What Causes a Blizzard?
Heavy snow, bitter cold, whipping winds … Winter storms are no picnic, but what is the official definition of a blizzard, and what causes them, anyway?
The National Weather Service defines a blizzard as any severe snowstorm that is accompanied by strong winds — at least 35 mph — resulting in low visibility. The defining factor of a blizzard is actually the strength of the wind, rather than the amount of snow. To qualify as a blizzard, the combination of wind and snow must reduce visibility to a quarter mile or less and last for at least three hours. Severe blizzards can reduce visibility to zero, making it difficult to see buildings or trees just a few yards away.
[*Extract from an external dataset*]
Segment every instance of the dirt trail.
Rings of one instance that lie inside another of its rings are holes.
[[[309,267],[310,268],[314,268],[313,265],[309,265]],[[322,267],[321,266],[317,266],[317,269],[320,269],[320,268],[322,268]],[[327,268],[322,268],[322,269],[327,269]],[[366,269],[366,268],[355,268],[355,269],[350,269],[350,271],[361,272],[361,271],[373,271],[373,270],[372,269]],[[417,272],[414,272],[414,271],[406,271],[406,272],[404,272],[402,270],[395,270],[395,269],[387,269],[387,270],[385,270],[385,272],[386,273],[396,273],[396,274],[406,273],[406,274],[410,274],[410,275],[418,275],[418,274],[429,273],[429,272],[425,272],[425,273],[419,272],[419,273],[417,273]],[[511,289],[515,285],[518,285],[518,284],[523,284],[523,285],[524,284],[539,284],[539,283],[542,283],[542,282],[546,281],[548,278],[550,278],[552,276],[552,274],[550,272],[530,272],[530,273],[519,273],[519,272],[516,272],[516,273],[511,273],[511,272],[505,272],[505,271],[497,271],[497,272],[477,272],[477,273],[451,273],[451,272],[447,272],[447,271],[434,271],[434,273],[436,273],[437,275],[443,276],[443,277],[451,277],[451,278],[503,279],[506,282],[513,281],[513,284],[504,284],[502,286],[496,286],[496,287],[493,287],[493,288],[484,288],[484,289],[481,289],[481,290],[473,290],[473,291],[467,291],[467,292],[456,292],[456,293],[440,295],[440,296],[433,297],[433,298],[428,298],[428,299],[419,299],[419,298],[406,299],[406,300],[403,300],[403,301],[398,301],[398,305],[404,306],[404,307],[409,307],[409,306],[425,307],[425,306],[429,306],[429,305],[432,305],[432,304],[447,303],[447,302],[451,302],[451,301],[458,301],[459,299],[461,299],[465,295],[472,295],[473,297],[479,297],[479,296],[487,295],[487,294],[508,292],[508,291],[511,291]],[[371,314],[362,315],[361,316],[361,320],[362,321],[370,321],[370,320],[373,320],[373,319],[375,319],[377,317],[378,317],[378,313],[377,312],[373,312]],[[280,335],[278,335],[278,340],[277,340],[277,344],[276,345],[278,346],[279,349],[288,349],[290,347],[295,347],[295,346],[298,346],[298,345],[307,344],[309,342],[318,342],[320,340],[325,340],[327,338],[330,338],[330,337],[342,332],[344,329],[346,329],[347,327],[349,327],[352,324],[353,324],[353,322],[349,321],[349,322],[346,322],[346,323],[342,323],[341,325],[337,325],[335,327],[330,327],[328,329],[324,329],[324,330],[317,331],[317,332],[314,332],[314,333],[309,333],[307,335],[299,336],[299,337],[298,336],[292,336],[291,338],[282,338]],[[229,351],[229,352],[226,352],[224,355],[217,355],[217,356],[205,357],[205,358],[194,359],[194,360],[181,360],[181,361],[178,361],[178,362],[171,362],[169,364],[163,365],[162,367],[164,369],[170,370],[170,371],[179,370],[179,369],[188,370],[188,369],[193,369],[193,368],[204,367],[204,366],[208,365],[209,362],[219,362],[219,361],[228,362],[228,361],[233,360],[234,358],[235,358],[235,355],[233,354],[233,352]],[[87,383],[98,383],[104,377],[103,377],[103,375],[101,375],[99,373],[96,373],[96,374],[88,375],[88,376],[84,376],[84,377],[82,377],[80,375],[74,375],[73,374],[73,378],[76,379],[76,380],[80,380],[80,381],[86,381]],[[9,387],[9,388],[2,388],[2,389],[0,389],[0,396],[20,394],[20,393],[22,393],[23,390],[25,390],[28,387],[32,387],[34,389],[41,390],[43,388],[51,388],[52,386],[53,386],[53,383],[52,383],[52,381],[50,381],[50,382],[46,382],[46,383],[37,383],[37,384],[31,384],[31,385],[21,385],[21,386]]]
While blizzards often feature extreme cold and heavy snow, there are actually no temperature or snow depth requirements for a storm to qualify as a blizzard. Occasionally, blizzard conditions will present when there is no precipitation. The fierce winds pick up existing precipitation on the ground to create what is known as a “ground blizzard.”
Blizzards can be very dangerous. The low visibility can make travel impossible, and some people have even gotten lost walking on their own property. Intense blizzards can result in whiteout conditions, where the horizon completely disappears. In addition, cold temperatures and strong winds can combine to create punishing wind chill factors, resulting in frostbite or hypothermia.
In the United States and Canada, the areas most prone to blizzards are the plains states and provinces, the Great Lakes region, and the Northeastern U.S. and Canadian Maritimes. Blizzards over the plains regions generally form when the jet stream causes cold, dry northern air to collide with warm, humid southern air. In the northeast, blizzards usually come from hurricane force storms moving down from the northern Atlantic Ocean. Because of the direction these storms move in from, they are known as Nor’easters.
The Great Lakes region is especially lucky, because it is positioned to be hit by both types of storms. This region is also subject to heavy lake effect snow and wind, creating even more opportunity for blizzard conditions.